Fight Every Wrongfully Issued Parking Ticket — Even If You Think the City Might Have Been Right
The system is designed to make you pay and go away. Here's why you should do neither.
I am writing this while waiting for a pre-trial Zoom hearing on a ticket issued by the Town of Palm Beach — the same defendant in a federal lawsuit I filed in the Southern District of Florida. My advice: fight every wrongfully issued ticket, every time, even when that small voice whispers the city might have had a point.
Under Florida law, a citation is only enforceable if supported by a compliant sign. Florida Statute §316.0745(4) requires MUTCD conformance. Wrong color, wrong position, fails to illuminate — the sign is a legal nullity.

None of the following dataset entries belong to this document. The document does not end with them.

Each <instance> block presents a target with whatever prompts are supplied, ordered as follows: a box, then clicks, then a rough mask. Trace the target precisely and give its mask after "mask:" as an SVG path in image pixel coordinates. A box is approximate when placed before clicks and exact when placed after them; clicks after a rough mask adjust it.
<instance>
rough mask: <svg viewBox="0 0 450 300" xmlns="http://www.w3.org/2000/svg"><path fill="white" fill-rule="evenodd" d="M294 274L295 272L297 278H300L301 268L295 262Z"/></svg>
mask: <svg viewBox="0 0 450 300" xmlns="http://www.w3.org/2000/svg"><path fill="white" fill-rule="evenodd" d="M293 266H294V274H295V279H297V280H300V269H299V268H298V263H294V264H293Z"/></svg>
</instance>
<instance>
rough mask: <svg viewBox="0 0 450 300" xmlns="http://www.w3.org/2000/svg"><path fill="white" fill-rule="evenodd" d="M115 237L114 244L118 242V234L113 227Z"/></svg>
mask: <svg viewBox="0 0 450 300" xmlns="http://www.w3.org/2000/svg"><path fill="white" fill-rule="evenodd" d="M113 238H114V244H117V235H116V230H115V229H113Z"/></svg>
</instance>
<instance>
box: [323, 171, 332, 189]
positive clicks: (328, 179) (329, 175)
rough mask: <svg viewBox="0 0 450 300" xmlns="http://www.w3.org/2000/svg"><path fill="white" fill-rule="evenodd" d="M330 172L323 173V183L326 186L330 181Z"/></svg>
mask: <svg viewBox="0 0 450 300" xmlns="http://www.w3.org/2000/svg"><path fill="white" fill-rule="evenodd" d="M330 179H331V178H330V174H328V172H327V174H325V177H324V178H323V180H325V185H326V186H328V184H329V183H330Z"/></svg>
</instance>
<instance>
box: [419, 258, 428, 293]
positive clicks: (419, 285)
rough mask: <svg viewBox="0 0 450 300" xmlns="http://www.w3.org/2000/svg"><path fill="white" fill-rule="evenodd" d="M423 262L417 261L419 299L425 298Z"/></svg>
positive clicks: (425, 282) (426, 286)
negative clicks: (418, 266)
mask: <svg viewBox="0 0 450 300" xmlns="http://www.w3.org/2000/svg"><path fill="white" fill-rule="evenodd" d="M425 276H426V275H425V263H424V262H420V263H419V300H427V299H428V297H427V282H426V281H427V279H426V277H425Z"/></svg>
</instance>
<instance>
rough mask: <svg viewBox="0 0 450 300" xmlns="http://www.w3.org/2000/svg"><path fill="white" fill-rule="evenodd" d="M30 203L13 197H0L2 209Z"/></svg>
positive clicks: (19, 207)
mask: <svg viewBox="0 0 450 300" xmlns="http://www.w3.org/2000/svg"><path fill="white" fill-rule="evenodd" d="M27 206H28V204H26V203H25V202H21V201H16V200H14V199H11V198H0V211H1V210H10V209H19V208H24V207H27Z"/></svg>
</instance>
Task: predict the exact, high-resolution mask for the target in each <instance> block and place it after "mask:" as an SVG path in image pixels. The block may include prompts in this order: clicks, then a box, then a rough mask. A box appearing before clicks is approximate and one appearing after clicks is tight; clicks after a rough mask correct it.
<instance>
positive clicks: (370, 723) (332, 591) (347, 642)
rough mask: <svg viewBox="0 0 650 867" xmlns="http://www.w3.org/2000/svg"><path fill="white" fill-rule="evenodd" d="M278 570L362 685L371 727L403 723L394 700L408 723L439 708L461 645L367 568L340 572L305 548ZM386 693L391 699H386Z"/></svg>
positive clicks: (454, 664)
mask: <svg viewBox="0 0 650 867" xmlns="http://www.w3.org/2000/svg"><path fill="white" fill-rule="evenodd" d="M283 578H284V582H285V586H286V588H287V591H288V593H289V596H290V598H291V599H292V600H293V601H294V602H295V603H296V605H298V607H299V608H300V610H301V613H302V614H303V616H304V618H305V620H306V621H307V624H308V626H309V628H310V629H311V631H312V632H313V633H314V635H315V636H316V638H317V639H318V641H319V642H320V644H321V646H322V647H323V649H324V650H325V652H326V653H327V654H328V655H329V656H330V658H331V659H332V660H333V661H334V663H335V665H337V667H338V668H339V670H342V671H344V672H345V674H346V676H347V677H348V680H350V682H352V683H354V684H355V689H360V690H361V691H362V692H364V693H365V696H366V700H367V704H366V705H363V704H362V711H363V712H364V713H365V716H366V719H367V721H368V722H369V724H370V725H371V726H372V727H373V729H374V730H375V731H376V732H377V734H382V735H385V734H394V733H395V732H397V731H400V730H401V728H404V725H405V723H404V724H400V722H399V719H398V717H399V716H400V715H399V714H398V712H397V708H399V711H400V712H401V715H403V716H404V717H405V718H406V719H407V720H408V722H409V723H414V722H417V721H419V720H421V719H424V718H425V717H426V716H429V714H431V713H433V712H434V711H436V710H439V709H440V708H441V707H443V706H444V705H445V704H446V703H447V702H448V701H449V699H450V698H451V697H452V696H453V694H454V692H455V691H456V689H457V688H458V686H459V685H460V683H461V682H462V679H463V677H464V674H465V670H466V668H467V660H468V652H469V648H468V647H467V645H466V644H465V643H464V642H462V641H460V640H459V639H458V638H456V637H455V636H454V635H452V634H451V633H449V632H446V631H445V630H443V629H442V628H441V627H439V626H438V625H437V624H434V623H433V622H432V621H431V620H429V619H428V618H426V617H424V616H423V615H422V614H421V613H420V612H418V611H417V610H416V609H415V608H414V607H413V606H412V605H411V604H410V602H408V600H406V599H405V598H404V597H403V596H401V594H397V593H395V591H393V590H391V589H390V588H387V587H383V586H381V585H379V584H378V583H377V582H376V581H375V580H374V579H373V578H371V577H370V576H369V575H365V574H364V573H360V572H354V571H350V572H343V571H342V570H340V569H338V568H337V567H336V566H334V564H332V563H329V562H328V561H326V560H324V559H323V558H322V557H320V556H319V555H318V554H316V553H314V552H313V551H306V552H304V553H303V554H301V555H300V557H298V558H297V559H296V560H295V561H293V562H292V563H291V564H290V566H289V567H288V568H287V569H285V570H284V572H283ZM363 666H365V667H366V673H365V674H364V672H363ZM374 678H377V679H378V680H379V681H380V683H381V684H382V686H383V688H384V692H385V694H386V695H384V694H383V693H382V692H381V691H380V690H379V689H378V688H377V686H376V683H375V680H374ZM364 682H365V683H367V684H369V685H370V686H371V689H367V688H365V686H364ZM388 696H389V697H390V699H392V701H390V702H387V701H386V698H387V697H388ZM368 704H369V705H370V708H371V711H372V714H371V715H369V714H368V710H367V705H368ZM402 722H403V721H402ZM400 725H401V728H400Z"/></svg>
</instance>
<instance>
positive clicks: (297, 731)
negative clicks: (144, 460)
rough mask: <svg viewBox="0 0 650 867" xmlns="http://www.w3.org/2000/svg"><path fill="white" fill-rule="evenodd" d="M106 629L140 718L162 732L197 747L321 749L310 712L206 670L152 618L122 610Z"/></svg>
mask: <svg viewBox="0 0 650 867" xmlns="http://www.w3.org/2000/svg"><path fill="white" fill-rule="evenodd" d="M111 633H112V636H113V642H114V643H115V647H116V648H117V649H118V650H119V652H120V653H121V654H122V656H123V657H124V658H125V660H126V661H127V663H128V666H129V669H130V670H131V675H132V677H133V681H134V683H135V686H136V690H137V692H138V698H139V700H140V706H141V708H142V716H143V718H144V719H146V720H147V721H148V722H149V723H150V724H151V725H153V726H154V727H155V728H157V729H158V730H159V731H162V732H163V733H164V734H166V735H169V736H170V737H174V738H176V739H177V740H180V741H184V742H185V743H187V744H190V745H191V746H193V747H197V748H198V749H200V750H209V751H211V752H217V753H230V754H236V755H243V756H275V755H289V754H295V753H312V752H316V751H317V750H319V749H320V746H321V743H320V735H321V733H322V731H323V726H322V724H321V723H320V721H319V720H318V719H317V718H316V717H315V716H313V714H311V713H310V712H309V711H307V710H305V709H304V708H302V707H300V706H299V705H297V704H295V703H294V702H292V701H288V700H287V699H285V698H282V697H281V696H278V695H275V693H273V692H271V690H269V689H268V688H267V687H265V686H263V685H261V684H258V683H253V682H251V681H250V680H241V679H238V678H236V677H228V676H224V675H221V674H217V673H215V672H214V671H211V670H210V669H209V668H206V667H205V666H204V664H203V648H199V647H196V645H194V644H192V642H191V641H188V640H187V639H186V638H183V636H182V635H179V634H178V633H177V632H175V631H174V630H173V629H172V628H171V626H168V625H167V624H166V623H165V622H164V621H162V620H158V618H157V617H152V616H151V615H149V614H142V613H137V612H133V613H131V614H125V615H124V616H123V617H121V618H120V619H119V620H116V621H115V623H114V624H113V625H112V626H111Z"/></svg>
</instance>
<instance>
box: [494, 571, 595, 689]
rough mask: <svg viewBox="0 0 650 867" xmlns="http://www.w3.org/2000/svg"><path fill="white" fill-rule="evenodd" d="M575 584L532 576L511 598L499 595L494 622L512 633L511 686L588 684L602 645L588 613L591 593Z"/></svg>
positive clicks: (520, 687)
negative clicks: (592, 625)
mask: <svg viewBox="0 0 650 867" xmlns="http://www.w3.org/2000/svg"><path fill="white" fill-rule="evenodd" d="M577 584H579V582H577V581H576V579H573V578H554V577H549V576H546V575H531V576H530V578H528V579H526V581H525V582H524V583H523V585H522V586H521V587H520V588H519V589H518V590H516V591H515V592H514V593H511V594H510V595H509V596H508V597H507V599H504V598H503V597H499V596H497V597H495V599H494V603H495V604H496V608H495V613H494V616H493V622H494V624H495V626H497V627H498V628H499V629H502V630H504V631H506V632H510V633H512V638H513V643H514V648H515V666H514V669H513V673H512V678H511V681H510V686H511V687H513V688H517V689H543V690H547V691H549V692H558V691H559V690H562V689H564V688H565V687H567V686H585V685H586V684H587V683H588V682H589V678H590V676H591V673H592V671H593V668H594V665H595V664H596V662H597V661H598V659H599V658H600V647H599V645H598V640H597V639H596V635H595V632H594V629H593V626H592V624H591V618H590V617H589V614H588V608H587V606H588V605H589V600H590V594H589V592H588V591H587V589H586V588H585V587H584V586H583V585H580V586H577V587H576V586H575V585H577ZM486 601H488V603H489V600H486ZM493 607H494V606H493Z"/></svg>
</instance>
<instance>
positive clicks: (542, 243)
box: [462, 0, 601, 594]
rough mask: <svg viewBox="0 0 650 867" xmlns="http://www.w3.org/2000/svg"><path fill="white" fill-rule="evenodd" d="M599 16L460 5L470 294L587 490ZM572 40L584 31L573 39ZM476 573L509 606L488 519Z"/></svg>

A ticket born from a nullity is no ticket at all.
“If the sign doesn’t glow, the ticket’s gotta go. If the sign is blue, it can’t tell you what to do.”
Palm Beach has taken the shakedown further. To park on a public street in this enclave — where our president resides, on roads your taxes maintain — you must download ParkMobile. Not one option among several. Required. Then pay a convenience fee on top. No meter. No pay station. No cash. Just a private company’s app as the toll booth to a public street. That is a paywall on public property, and it raises serious questions about unconstitutional delegation of police power, ADA Title II compliance, and whether those “convenience fees” are unauthorized taxes under the Florida Constitution.
Here is the practical argument: every ticket paid without contest tells the municipality the math works. The moment enough drivers fight, it doesn’t. You need no lawyer — request a hearing, show up, and ask the officer to prove the sign was compliant. Ask whether a non-app option existed. The burden is theirs, not yours.
My federal case names six Florida municipalities and multiple private vendors. The alleged overcharge to Florida drivers runs into the billions over a decade. But it started with one ticket, one sign I looked up at, one city that assumed I’d pay and walk away.
I didn’t. Neither should you.




I got ticketed in St Pete Florida at the pier a couple of years ago, fought it and won. Said I didn’t pay at the kiosk and they had actually ticketed me between getting out of the car and walking over to the kiosk to pay. Thank goodness I took a screenshot of the payment screen.